Jake One is the producer you love, but don’t know. You’ve heard his work before, you’ve nodded your head to his music, but you never bothered to check the liner notes to learn his name. His production credits boast everyone from De La Soul, MF Doom, Young Buck, 50 Cent, and John Cena. That’s right, all you wrestling fans can thank Jake One for that tight music played every time Cena hits the ring. Don’t be ashamed if all this is news to you, Jake One just isn’t the type of producer to try to steal the spotlight. The man quietly makes banging, soulful beats that translate into banging, soulful hits. His first solo album comes on Atmosphere’s label, but it still packs plenty of balance and variety. This balance and variety are what make Jake One stand out so much. In a business that is many times divided into underground and commercial, Jake One zips between those two worlds like some sort of musical shape shifter. His official solo CD features everyone from M.O.P., Young Buck, and Freeway to Brother Ali, MF Doom, and Black Milk. There’s definitely something here for everyone.
To run through every dope song on the album would take too much time, but the highlights are very indicative of the high quality found on this album. “Gangsta Boy” features a funky, bouncy beat with plenty of soul and M.O.P. straight tear the track up. Reading the liner notes we find out that this track was originally meant to be featured on M.O.P.’s shelved G-Unit album. It’s a damn shame that album was never released given the dopeness of this track. “The Truth” was the official lead single off this album and features Freeway and Brother Ali trading verses. Believe it or not, Freeway outshines Brother Ali with vicious lyrics:
“All my real fans did you miss him?
These younguns might not know him but they feel him
Freezer starving, I ain’t stopping til the mill-ions
I’m as raw as picking cotton with your bare hands
This is State-Prop gang, Roc-A-Fella fam
I’m your favorite flower’s flower, you can call him and ask him
He’ll tell you that he spit it like I spit it before
this Roc-A-Fella we invented the flow
Was bagging dimes in my cellar when Nas had the tech on the dresser
Now I pass checks to bank tellers, nigga
Philly freezer had a black Smith and Wesson
when black Smif N Wesson started wrecking the show
They was entering the stage, I was entering the stage too
You just start doing it, I did it before
Who you? Free original
I’m in the building with a hardcore vintage flow
I get the dough, I’m the truth”
The beat itself is another dope, soulful concoction. Jake One blends some deep bass lines, funky horn samples, high-pitched voice samples and cascading strings. He drops this musical melting pot over a pounding drum beat to make one crucial track. Street rap fans can also count on “Kissin’ The Curb” where Bishop Lamont and Busta Rhymes trade verses over a g-funk influenced track driven by sparse horns and a synth bassline. The dopest street track comes from Keak Da Sneak who spits his “Soul Raps” over a high-pitched synth-driven track with plenty of funk in the bass. Underground rap fans are not ignored with plenty of dope tracks from the likes of MF Doom, Little Brother, and Casual. MF Doom shows up on two short, but sweet, verbal assaults. Casual sounds reinvigorated as he spits a modern day version of B.D.P.’s “Still #1.”

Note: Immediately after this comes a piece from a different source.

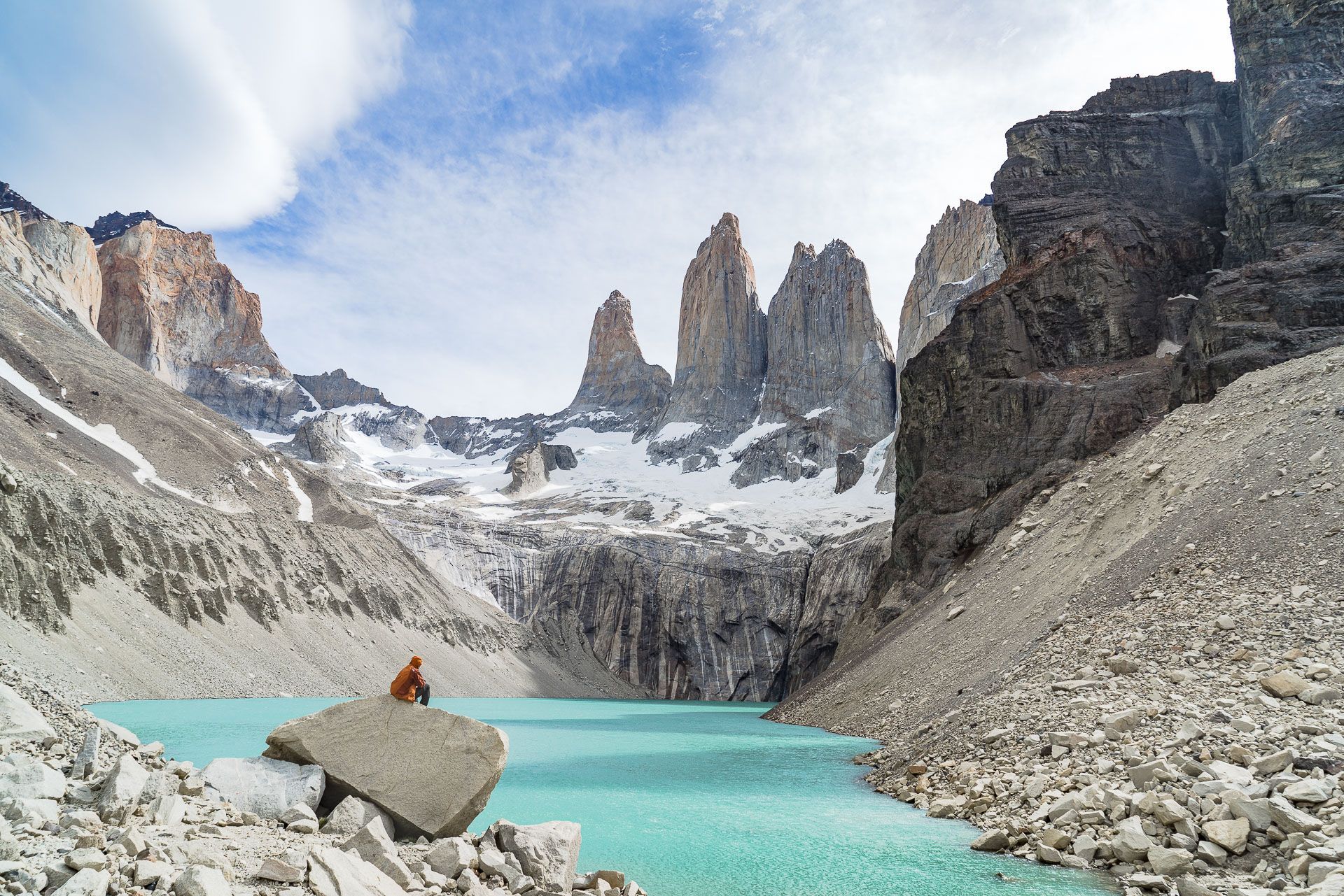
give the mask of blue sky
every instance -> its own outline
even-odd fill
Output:
[[[849,242],[892,339],[1013,122],[1113,77],[1232,77],[1222,0],[11,4],[0,179],[216,235],[290,368],[437,414],[551,411],[593,310],[668,365],[723,211],[766,304]],[[59,60],[52,64],[51,60]]]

Jake One is truly a dope producer. There isn’t one weak beat on the 20 plus tracks presented on “White Van Music.” The mixture of emcees is also unique and ideal as there is something here for all tastes. Furthermore, the dope production might even get you to start liking emcees you usually wouldn’t have peeped. Producers have historically had a difficult time with albums, but Jake One shakes that trend and comes through with a hot album. Rappers, underground and mainstream alike, should take note and try to lock the man down before he truly blows up. His new school soulful sound is unsurpassed and he has the ability to make hits. Overall, “White Van Music” is highly recommended to any fan of rap music.